Types of Homes First-Time Buyers Should Avoid
Since purchasing a house requires a lot of time and effort, it's important to ensure that you get the best deal in the market. As a first-time home buyer, you must be aware of the kind of homes that you should avoid because being a novice people may take you for a ride. A clear understanding of certain flaws can save you from investing your time and money in the house.
Keeping this in mind, PropGuide brings a list of homes one should avoid:
- Homes with structural problems
It is important to find structural problems before you purchase a new home. The best way to do is to drop a marble on the floor and see the speed with which it rolls and how far it goes. Sloping or sagging floors have foundation problems and fixing it cost a bomb. Minor vertical cracks can be easily fixed with a sealant. On the other hand, horizontal cracks are indicators of severe problems. If the inspection indicates any foundation issue, it is better to go consult a structural engineer.

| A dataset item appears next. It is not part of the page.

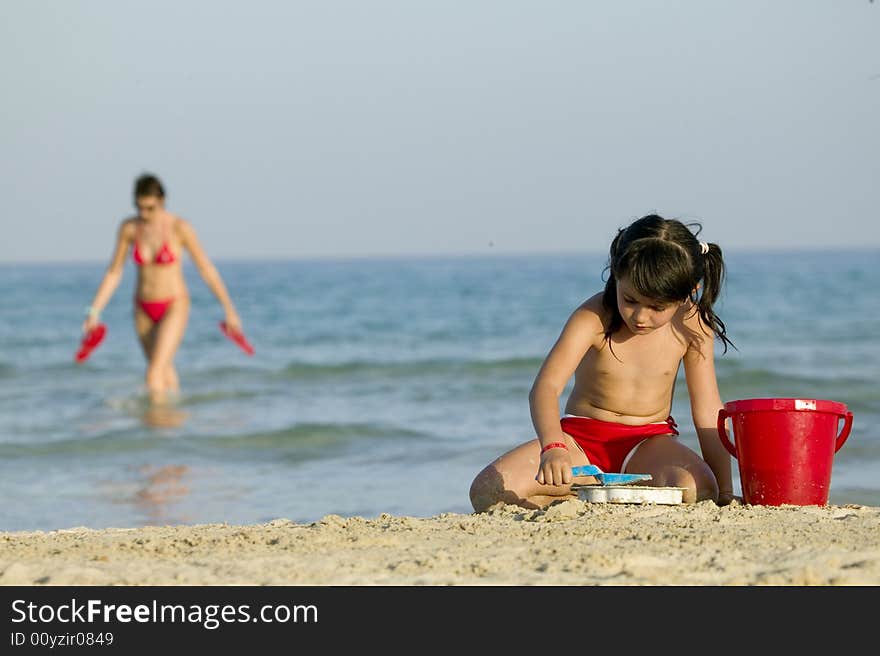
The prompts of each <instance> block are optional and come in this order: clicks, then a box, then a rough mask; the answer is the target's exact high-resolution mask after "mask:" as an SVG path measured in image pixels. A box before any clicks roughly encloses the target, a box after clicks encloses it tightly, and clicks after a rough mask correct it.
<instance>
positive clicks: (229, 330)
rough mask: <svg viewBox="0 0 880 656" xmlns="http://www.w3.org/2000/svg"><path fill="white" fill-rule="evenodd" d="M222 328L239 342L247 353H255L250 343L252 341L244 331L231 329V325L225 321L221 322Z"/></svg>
mask: <svg viewBox="0 0 880 656" xmlns="http://www.w3.org/2000/svg"><path fill="white" fill-rule="evenodd" d="M220 330H221V331H222V332H223V334H224V335H226V336H227V337H228V338H229V339H231V340H232V341H233V342H235V343H236V344H238V345H239V346H240V347H241V350H242V351H244V352H245V353H247V354H248V355H253V354H254V347H253V346H251V345H250V342H248V341H247V338H245V336H244V334H243V333H237V332H233V331H232V330H230V329H229V326H227V325H226V322H225V321H221V322H220Z"/></svg>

- Homes with geological problems
Homes constructed on improperly compacted fill soil can have geographical issues. Pay more attention if the home is constructed on a slope. Fractures from door or window frames, cracked siding, doors that have problems while shutting are a matter of concern. It is important to take the advice of geo-technical engineer before you make the down payment.
- Homes that are tough to finance
A first-time home buyer should keep in mind his budget and do not go for options that are tough to finance. The home could be difficult to finance because of its size, location, amenities or some flaw in the title. A home buyer should go for the home that is easy to finance.

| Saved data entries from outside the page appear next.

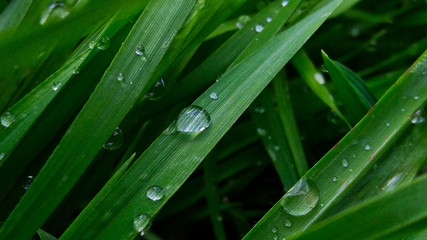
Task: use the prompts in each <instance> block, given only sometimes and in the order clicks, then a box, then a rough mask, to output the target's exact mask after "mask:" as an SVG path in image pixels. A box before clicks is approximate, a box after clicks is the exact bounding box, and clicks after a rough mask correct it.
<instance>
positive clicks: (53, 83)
mask: <svg viewBox="0 0 427 240" xmlns="http://www.w3.org/2000/svg"><path fill="white" fill-rule="evenodd" d="M61 86H62V83H60V82H56V81H55V82H53V83H52V90H53V91H56V90H58V88H60V87H61Z"/></svg>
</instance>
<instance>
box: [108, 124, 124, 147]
mask: <svg viewBox="0 0 427 240" xmlns="http://www.w3.org/2000/svg"><path fill="white" fill-rule="evenodd" d="M123 139H124V138H123V132H122V130H120V128H116V130H114V132H113V134H111V136H110V138H109V139H108V140H107V142H105V143H104V146H103V147H104V148H105V149H107V150H115V149H117V148H119V147H120V146H121V145H122V143H123Z"/></svg>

- Homes that are difficult to get insured
Avoid homes that are difficult to get insured. This includes older homes as it is harder to repair an older home. Homes that are prone to more natural disasters are difficult to get insured. Homes in areas such as wildfires, tornadoes, hurricanes and earthquakes are difficult to get insured. Vacation homes are difficult to get insured because homeowners are not present through the year. As a result, the property is more prone to theft and issues such as roof damage or water leaks go undetected.